Undo will also be possible between runs of the program, and even amongst multiple running concurrent instances!

Implementation plan

The initial implementation will create a new database.py file. The existing phonebook code will point to this new module. Code in database.py will continue to use the existing routines that read and write index.idx as well as to the sqlite database. The data will be compared between the two to ensure it is working correctly. Once we are certain the code talking to sqlite is correct, then the code using index.idx will be switched off.

The process will then be repeated for the other data types (calendar, wallpaper and ringtones).

New data sources (SMS, call history, voice and text memos) will just use the sqlite database exclusively.

Undecided issue - lists of dicts

Almost every field in a phonebook entry is a list of dicts. This can be stored as a single value (the string representation), or a new table can be created, and redirect to that.
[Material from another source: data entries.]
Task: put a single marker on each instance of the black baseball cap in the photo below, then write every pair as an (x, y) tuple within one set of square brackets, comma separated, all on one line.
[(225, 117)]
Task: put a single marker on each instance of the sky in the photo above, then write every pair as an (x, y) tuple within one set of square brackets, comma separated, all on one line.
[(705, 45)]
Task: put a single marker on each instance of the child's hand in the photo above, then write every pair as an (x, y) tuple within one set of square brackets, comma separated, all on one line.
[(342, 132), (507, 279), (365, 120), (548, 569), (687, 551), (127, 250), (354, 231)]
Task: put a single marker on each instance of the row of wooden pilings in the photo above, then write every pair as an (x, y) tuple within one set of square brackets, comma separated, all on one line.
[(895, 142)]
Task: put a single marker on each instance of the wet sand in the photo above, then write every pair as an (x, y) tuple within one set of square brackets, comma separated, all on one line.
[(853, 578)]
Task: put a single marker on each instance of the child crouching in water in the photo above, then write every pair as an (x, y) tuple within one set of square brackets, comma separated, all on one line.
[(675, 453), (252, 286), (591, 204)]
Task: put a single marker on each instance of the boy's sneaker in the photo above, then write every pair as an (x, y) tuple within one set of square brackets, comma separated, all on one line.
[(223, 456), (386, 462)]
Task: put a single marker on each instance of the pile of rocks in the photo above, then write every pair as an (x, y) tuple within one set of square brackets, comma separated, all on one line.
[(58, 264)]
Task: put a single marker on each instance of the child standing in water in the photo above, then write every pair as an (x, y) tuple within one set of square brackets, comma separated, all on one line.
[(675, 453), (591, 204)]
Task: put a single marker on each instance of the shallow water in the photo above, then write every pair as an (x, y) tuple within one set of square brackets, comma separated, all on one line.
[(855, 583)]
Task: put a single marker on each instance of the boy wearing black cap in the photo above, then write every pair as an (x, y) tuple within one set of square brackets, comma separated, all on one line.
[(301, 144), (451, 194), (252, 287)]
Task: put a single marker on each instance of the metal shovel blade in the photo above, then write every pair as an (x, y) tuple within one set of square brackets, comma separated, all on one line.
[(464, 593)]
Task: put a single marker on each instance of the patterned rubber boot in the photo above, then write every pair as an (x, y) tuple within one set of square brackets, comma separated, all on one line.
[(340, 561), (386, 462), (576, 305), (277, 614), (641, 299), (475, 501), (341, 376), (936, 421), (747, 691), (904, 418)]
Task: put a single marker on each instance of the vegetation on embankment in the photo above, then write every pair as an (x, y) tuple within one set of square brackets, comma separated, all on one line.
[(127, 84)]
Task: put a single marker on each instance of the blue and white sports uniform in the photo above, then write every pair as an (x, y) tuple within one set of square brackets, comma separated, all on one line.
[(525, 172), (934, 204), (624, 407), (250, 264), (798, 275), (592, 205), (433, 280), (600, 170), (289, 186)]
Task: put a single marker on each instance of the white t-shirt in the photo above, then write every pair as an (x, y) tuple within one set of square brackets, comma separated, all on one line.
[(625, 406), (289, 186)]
Both approaches are shown below for the phone numbers column with most other columns omitted for the purpose of clarification.

Stringized

primary key
(integer)
Name Phone numbers
0 John Smith [{'number': '1234567890', 'type': 'home'}, {'number': '233423423', 'type': 'work'}]

Indirect table

primary key
(integer)
Name Phone numbers
0 John Smith __numbertable:0,2

_numbertable is:

primary key
(integer)
number type
0 1234567890 home
1 76547657 cell
2 233423423 work

I am leaning towards implementig both schemes in database.py since they are not mutually exclusive and then see how it goes. My instinct is inclined towards the indirect table since it will save space, and allows faster searches down the road.

Undecided issue - bitmaps and wallpapers

sqlite does allow storing blobs (binary large objects) in the database itself, so we could store the actual files directly in the database. The other alternative is store the files on disk with non-descript names (eg 0000001.jpg) and then point to the file from the relevant records.

My instinct is for the latter approach for wallpaper and ringtones since it will keep the database smaller. For other file like items such as text memos and SMS messages, I would be inclined to keep them directly in the database.